They will be taking on insights from Parallels and Paradoxes: Explorations in Music and Society, at one of six panels focused on 12 books at the 26th Lagos Book and Art Festival (LABAF) running from November 11 to 17, 2024 with the theme: Breakout: Hope is A Stubborn Thing.
Parallels and Paradoxes is a publication of the long series of dialogue between two of the most prominent figures in contemporary culture, Daniel Barenboim, Music Director of the Chicago Symphony Orchestra and the Deutsche Staatsoper Berlin, and Edward W. Said, the eminent literary critic and scholar and a leading expert on the Middle East.
“The book was chosen because of its insight into a possible pluralism of Israeli and Palestinian societies”, declares Jahman Anikulapo, programme chair of the Committee for Relevant Art (CORA) and the Festival’s curator and artistic director.
“The main thrust of this year’s feast is Hope and we can’t have a festival of ideas at this time and not find a way to accommodate discussions of peace in the Middle east. This book, which is so much about a sense of place, fits in”.
For the fact that the panel itself, sub themed: The Persistence of Hope will be moderated by the filmmaker Femi Odugbemi, it is considered one of the key highlights of LABAF 2024.
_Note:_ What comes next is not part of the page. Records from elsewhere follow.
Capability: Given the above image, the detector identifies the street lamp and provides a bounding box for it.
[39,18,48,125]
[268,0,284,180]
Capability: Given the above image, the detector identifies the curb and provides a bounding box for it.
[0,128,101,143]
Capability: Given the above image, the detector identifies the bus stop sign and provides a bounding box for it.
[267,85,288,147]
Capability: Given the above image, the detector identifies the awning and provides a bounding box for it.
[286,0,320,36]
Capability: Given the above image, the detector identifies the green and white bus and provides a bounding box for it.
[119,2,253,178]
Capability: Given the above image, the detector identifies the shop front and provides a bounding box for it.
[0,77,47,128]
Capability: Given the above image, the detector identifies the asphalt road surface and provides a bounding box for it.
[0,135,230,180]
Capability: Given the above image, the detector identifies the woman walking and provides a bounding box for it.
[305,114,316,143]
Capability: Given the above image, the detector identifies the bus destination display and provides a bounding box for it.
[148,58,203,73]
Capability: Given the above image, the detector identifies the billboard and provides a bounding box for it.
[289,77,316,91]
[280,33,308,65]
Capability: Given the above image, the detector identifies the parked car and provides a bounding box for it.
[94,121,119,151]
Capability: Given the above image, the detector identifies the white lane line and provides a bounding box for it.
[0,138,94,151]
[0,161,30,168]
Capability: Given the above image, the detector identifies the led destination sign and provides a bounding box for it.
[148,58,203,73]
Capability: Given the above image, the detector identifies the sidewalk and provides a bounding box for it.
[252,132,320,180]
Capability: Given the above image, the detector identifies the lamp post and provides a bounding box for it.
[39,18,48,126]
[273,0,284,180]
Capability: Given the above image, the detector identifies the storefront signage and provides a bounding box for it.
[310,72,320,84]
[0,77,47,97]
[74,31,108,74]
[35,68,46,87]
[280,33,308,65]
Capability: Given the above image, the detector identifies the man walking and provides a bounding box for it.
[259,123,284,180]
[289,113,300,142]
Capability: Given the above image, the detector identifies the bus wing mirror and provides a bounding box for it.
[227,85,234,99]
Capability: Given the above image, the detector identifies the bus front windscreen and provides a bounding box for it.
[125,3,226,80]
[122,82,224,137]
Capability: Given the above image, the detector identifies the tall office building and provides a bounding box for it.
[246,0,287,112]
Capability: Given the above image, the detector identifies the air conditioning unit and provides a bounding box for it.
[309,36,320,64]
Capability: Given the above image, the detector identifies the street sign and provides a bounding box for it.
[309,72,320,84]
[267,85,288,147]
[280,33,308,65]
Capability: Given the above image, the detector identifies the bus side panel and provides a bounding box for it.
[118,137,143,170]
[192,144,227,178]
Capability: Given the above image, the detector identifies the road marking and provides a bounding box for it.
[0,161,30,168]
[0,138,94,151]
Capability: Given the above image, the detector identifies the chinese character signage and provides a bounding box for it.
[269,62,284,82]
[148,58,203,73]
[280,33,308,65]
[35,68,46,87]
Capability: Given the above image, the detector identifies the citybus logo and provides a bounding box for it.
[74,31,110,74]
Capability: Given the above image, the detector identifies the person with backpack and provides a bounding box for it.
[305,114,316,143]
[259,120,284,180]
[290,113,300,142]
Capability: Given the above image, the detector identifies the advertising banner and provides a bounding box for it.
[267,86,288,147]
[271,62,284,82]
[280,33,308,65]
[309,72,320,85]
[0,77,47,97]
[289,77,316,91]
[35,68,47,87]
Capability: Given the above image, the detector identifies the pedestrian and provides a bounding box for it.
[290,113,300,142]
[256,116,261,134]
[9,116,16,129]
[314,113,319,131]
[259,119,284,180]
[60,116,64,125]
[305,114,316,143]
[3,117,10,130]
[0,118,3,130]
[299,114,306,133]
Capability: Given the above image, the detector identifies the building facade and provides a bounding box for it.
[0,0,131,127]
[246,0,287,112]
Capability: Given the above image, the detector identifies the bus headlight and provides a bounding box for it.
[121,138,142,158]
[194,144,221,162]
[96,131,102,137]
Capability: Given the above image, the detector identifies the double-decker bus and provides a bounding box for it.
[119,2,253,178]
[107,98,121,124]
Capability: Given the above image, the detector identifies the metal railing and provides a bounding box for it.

Here’s an excerpt from the Book:
The next question was. “Well, “what gives you the right to play Beethoven? You’re not German.“ So that discussion was going nowhere. There was an Israeli cellist in the audience who was also a soldier. and he was having trouble speaking in English so Daniel asked him to speak in Hebrew. He more or less said “I’m here to play music. I’m really not interested in all the other stuff that you guys are trying to push on us in these discussions about culture. I’m here to play music and I’m not interested in anything else and I feel very uncomfortable because, who knows, I might be sent to Lebanon and I’ll have to fight some of these people.” Daniel told him. “If you feel that uncomfortable, why don’t you leave? Nobody’s forcing you to stay.”
Last August, Gomez, a former banker, poet and playwright and one time head of the Lagos Film Office, moderated the reading of Toki Mabogunje’s This is Not A Diskoteke, a memoir on Mrs. Mabogunje’s early years working as a lawyer in the Federal Ministry of Justice. The book at once presents the inner working of the country’s civil service and provides an explanation for Mabogunje’s rise, 35 years later, to the Presidency of the bespoke Lagos Chamber of Commerce and Industry.
“There was such a beautiful chemistry between them during that conversation”, Anikulapo explained. “So we thought to bring them back to take on one of the most instructive of the 12 books of LABAF 2024”.